With respect to self-regarding offences, consisting of acts which offend against morality, the application of this law would be absurd. The individual has chosen to perform the act; to do the same thing to him, would not be to punish him.
In offences against reputation, consisting, for instance, in the propagation of false reports affecting the character, it would be useless as a punishment to direct a similar false report to be propagated affecting the character of the delinquent.

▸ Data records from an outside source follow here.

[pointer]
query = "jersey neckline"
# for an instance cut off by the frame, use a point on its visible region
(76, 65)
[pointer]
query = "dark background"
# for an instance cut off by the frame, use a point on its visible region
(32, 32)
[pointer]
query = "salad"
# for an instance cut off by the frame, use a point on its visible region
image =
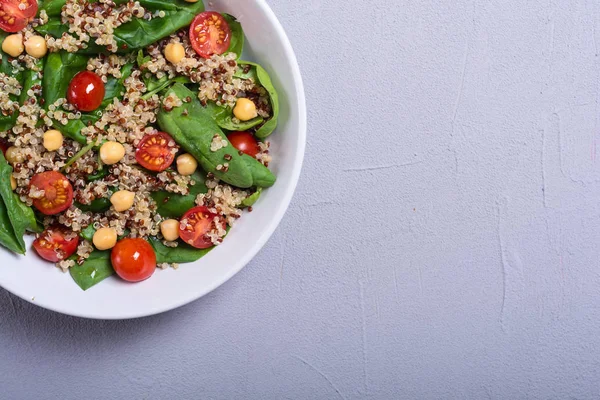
(132, 134)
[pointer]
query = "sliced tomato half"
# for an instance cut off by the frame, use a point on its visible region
(156, 151)
(58, 192)
(56, 244)
(210, 34)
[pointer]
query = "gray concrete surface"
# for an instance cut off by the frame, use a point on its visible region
(443, 242)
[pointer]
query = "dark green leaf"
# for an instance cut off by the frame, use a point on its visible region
(181, 254)
(252, 199)
(264, 80)
(194, 132)
(93, 271)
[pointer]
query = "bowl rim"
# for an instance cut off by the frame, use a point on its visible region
(267, 232)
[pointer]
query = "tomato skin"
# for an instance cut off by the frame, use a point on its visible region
(210, 34)
(156, 151)
(244, 142)
(13, 18)
(134, 260)
(53, 246)
(58, 194)
(86, 91)
(194, 226)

The like evil would not result from the circulation of what was acknowledged to be false.
In offences against property, the punishment of retaliation would at all times be defective in point of exemplarity and efficacy, and, in many cases, altogether inapplicable; those who are most apt to injure others in this respect, being, by their poverty, unable to suffer in a similar manner.
For a similar reason, it cannot be constantly applied to offences affecting the civil condition of individuals, to say nothing of the reasons that might render it ineligible, if it were possible to be applied.
These exceptions reduce its possible field of action to a very small extent, the only classes of offences to which it will be found applicable, with any degree of constancy, are those that affect the person; and even here must be assumed, what scarcely ever exists, a perfect identity of circumstances. Even in this very limited class of cases, it would be found to err on the side of excessive severity. Its radical defect is, its inflexibility. The law ought so to apportion the punishment as to meet the several circumstances of aggravation or extenuation that may be found in the offence: retaliation is altogether incompatible with any such apportionment.
The class of people among whom this mode of punishment is most likely to be popular, are those of a vindictive character. Mahomet found it established among the Arabians; and has adopted it in the Koran, with a degree of approbation, that marks the extent of his talent for legislation.—“O you who have a heart, you will find in the law of retaliation, and in the fear that accompanies it, universal security.”—(Vol. I. ch. ii. On the Law.) Either from weakness or ignorance, he encouraged the prevailing vice, which he ought to have checked.